Romacaca is in the midst of another banner season for Miller and owner Frank Calabrese. She has won 3 of her 7 starts on the year, including the Grade 3 Modesty Handicap at Arlington Park and the Indian Maid Handicap from gate to wire at Hawthorne in her most recent try Oct. 6.
“Thank goodness I was able to get her out of there before all the trouble started,” Miller said. “I have another 12 stuck back at Hawthorne, five that should be here, including a nice 2-year-old of Frank’s by Lewis Michael, Lewis’ Anna, who is coming off his maiden win. The plan for him was to take him home for 30 days to freshen up then bring him down here, but now he’s stuck at Hawthorne with no place to run. He’s an Illinois-bred, but the only Illinois stakes they’ve got he’s not eligible for. And there’s no telling now when we’ll be able to get our horses out of there.”
Kassen barn off quickly
Trainer David Kassen got off to a hot start for the meet, sending out Nikki’s Sandcastle to capture Saturday’s Claiming Crown Emerald Stakes and his younger sibling Where’s the Baby to upset an allowance race the following afternoon at 6-1. Both horses are by the Irish-bred stallion Castledale out of Sandtina and are owned by Richard Sherman.
“He’s an improving horse and a lot like Nikki’s Sandcastle in that he tries every time and can run on any surface,” Kassen said of Where’s the Baby. “I guess he was such a big price today because there was a question whether he runs well on dirt. He’d only had two races on dirt and neither of those showed in his recent past performances.”
Nine races on Friday card
After drawing only eight-race cards Wednesday and Thursday, Gulfstream’s racing secretary, Dan Bork, was able to readily fill a nine-race program for Friday that included three allowance events. Many Calder-based horsemen, who declined to enter earlier in the week as a result of the ongoing stall-rent dispute at their track, suddenly opted to put horses in for Friday, with the program attracting 99 entries including also-eligibles, more than a third of those horses presently stabled at Calder.
The current situation centers around the $10 per-day stall rent Calder management has imposed on horsemen who remain stabled at the track when it is dark during the winter. A number of Calder trainers believe Gulfstream Park should help defray some of that cost for their support in filling entries throughout its 90-day meet.
“Field sizes are important to us and our fan base,” Gulfstream president Tim Ritvo said. “We continue to work with the horsemen through the difficult times, and we’re looking for an answer that will be fair to all sides.”
Phil Combest, president of the Florida Horsemen’s Benevolent and Protective Association said his board is “continuing to work with both parties [Gulfstream and Calder] in an attempt to work out a solution to the problem.”

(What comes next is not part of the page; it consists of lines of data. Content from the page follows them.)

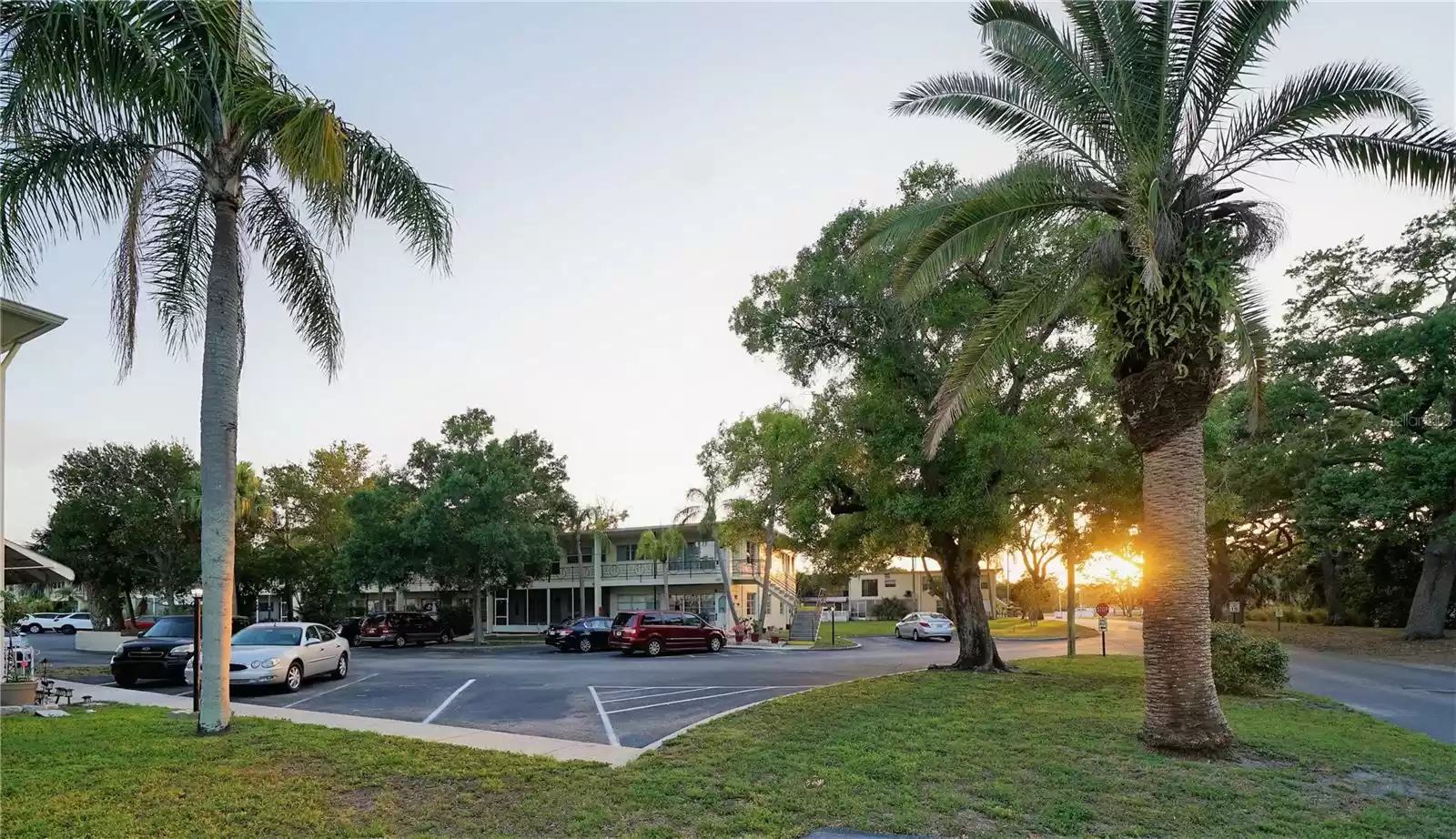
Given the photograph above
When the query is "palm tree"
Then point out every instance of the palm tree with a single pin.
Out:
(171, 120)
(1140, 114)
(703, 507)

** A pair of participants in this year’s Breeders’ Cup topped the Gulfstream Park work tab Monday. Merit Man, beaten a nose as the 1-2 favorite in the Juvenile Sprint for his first loss in three career starts, breezed an easy half-mile in 49.99 seconds and galloped out five-eighths in 1:04.16 immediately after the first renovation break for trainer Bob Hess Jr. Eldaafer, who finished a distant seventh in the Marathon, worked five-eighths in 1:03.23 for trainer Diane Alvarado. Eldaafer won the Marathon in 2010.
** Pants On Fire, who finished a disappointing sixth as the 3-5 favorite after acting up in the starting gate before the Delta Mile, posted the bullet work for five furlongs at Palm Meadows on Monday, covering the distance in a swift 59.03 seconds.